Podczas wiecu wyborczego Marine Le Pen doszło do przepychanek z udziałem bojowników na rzecz niepodległości Korsyki i w efekcie do ewakuacji zgromadzenia.
Gdy okazało się, że na sali wśród publiczności oczekującej przybycia Le Pen jest kilkunastu przedstawicieli organizacji Ghjuventu indipendentista (Młodzież Niepodległościowa), służby porządkowe FN z użyciem siły wyprowadziły ich na zewnątrz. Jeden z usuwanych z sali członków organizacji krzyczał „Francja – precz!”.
Doszło do przepychanek, ktoś rozpylił gaz łzawiący. Salę w całości ewakuowano, przy czym korsykańskich nacjonalistów oddzielono na zewnątrz od reszty uczestników spotkania.
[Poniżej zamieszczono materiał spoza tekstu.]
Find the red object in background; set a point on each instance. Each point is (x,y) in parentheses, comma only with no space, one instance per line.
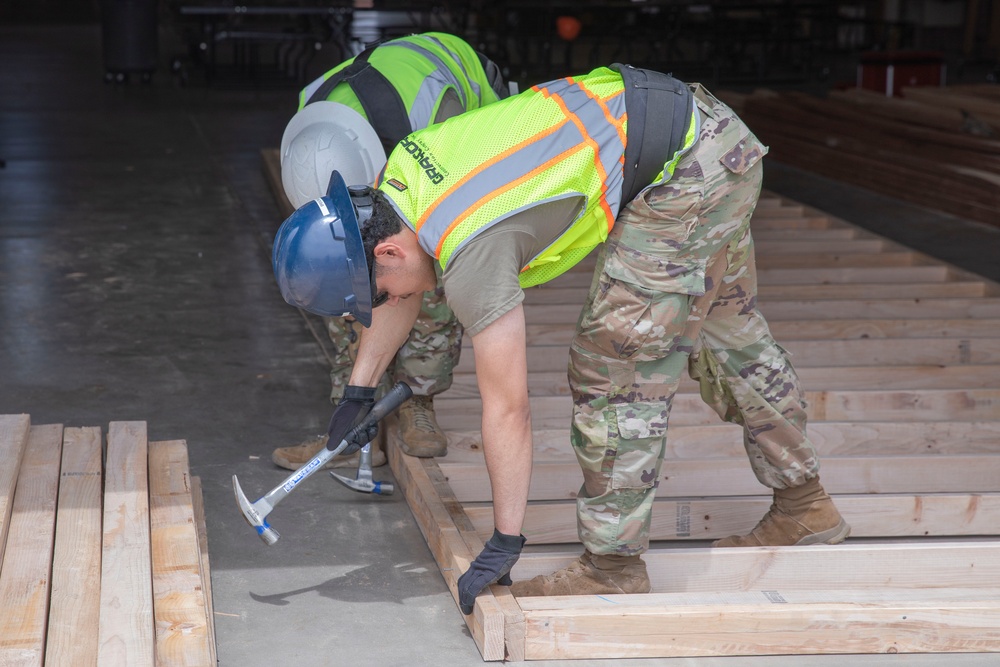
(568,27)
(889,71)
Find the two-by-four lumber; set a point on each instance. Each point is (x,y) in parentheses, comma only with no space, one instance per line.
(126,622)
(198,503)
(14,431)
(25,580)
(851,565)
(774,622)
(555,480)
(708,518)
(179,606)
(715,592)
(856,352)
(723,440)
(834,405)
(75,601)
(447,543)
(820,309)
(958,376)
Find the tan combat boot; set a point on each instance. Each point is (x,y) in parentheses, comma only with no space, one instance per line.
(591,574)
(419,432)
(801,515)
(296,456)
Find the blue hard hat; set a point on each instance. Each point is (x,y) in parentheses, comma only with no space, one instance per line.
(319,258)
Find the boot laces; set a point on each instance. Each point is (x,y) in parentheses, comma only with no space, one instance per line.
(420,407)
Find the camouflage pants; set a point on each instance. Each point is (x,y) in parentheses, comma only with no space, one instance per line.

Wiec z udziałem kandydatki w wyborach odbył się potem bez przeszkód w innej sali centrum kongresowego.
Wcześniej przed gmachem odbyła się liczącą ok. 50 osób manifestacja przeciwko FN – informował lokalny dziennik „Corse Matin”. „Nie chcemy Frontu Narodowego” – krzyczeli manifestanci.
„Nie możemy pozwolić, by kandydatka FN przybywała na naszą ziemię, by sączyć swoją mowę napiętnowaną nienawiścią i prymitywnym antykorsykanizmem” – napisała Młodzież Niepodległościowa na Twitterze. „Nigdy nie pozwolimy partii, której były lider (Jean-Marie Le Pen – PAP) żądał kary śmierci dla korsykańskich więźniów politycznych, by czuła się bezpiecznie, przybywając do naszego kraju”.
Z sondażu w „Corse Matin” wynika, że w pierwszej turze 23 kwietnia Marine Le Pen ma na Korsyce szansę zająć pierwsze miejsce z 29 proc. głosów, daleko przed kandydatem prawicy Francois Fillonem i przedstawiającym się jako centrysta Emmanuelem Macronem.
Z najnowszego sondażu w skali całego kraju przeprowadzonego przez BVA Salesforce wynika, że wspólnie prowadzą Le Pen i Macron, którzy mają po 23 proc. poparcia, a za nimi, z poparciem 19 proc., są Fillon i kandydat skrajnej lewicy Jean-Luc Melenchon. Druga tura odbędzie się 7 maja i według wszelkich sondaży Le Pen przegra w niej z Macronem.
***
Położona na Morzu Śródziemnym Korsyka jest integralną częścią Francji od 1768 roku, ale cieszy się szeroką autonomią. Korsykańscy nacjonaliści doszli do władzy po wyborach regionalnych z 2015 roku, kierując instytucjami publicznymi wyspy po raz pierwszy od ich utworzenia w 1982 roku.